The club’s peak-era reputation was built primarily by the Manumission nights in the 1990s and early 2000s, events that combined theatrical boundary-pushing performance with electronic music in ways that genuinely no club elsewhere was attempting. Contemporary programming runs from established international DJs to themed nights. Check the specific lineup before committing.
Ibiza Beyond the Clubs
The north of Ibiza is a different island from the club-dominated south and worth knowing about. The town of Santa Gertrudis de Fruitera has good independent restaurants, a central square where actual residents sit in the evenings, and proximity to the hippie market at Es Canar (Wednesday mornings, seasonal). The roads north of Santa Gertrudis toward Sant Joan de Labritja wind through terraced farmland and pine forest that looks nothing like the postcards.
Cala Xarraca in the far north is a small cove with clear, calm water and a simple bar. The descent from the car park is steep enough to deter the less motivated. It is nothing like Cala Conta in terms of facilities and nothing like it in terms of crowds.
The Beaches
Cala Conta (officially Platges de Comte) has the best view in the south: a series of small coves with turquoise water and a clear line of sight to Formentera. It’s extremely popular and parking is limited. Arrive before 11am or take the Line L14 bus from Ibiza Town in summer.

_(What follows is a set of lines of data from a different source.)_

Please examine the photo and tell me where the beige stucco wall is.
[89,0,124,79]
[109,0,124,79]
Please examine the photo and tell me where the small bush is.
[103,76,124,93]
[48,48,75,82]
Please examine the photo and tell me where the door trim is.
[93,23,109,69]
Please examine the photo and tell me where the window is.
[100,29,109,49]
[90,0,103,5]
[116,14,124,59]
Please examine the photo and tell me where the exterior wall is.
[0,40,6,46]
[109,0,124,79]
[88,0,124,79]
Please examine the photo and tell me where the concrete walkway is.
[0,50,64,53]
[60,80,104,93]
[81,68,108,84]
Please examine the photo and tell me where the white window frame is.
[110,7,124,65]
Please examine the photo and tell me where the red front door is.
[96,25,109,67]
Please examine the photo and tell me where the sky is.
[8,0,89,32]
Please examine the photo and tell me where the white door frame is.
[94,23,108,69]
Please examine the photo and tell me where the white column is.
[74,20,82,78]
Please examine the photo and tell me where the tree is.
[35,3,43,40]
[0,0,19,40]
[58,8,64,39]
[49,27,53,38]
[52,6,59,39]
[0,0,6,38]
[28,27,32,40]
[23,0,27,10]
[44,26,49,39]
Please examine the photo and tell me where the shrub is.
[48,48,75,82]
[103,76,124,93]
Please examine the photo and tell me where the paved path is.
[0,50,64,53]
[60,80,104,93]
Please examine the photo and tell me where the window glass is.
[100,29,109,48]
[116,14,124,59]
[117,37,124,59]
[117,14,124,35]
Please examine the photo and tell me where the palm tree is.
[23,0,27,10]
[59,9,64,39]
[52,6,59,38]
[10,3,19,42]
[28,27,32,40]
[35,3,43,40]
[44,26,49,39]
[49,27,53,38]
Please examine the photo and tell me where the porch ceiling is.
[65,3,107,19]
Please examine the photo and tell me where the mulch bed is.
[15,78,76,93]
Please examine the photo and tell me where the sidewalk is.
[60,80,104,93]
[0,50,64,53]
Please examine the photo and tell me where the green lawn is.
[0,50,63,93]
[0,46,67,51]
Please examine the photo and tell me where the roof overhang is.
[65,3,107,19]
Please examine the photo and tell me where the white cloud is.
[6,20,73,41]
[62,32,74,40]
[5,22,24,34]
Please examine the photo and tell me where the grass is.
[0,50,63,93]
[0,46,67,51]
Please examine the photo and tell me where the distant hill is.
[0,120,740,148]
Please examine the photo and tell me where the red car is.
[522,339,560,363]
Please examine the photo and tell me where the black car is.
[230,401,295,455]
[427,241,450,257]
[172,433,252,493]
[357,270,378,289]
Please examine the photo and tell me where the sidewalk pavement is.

Las Salinas is fashionable in a way that occasionally tips into self-parody. The salt flats behind the beach give Ibiza part of its original name (Ibosim, the island of the salt). El Chiringuito at the north end is overpriced and worth one long lunch for the setting.
Ses Salines, just south of the salt flats, is quieter and has good snorkelling around the rocky sections.
Dalt Vila
The old fortified town of Ibiza is a UNESCO World Heritage Site and gets undervalued in the rush to beaches and clubs. The walls were built by Charles V in the 16th century; the town inside them predates that by centuries. The views from the castle ramparts over the harbour are excellent at dusk. The Museu d’Art Contemporani d’Eivissa inside the walls is small and free.
The restaurants inside the walls are expensive and tourist-facing. Eat outside the main gate before or after your walk up; the streets below have better-value food.
Getting Around
Ibiza Town to Privilege by taxi runs 15 to 25 euros. The Discobus shuttle system runs regular services between major towns and clubs through the night. Line D connects Ibiza Town and Sant Antoni to Privilege and San Rafael, running roughly hourly from midnight to around 6am, for considerably less than a taxi. After a late night at a large club, the Discobus is the practical option.
Renting a car or scooter is the correct approach for exploring the north and the less accessible beaches. The island is small enough to cover in a day if you have your own transport.
Formentera
Ferries from Ibiza Town to Formentera take 25-35 minutes and run every 30-60 minutes in summer. Formentera has some of the clearest water in the western Mediterranean and feels considerably quieter than Ibiza even in peak July. The flat terrain makes it ideal for cycling. The beaches at Ses Illetes and Llevant on the northern lagoon spit are genuinely extraordinary and worth the ferry crossing even for a day trip. Return ferry booking in advance is advisable in August; afternoon boats fill up well before departure.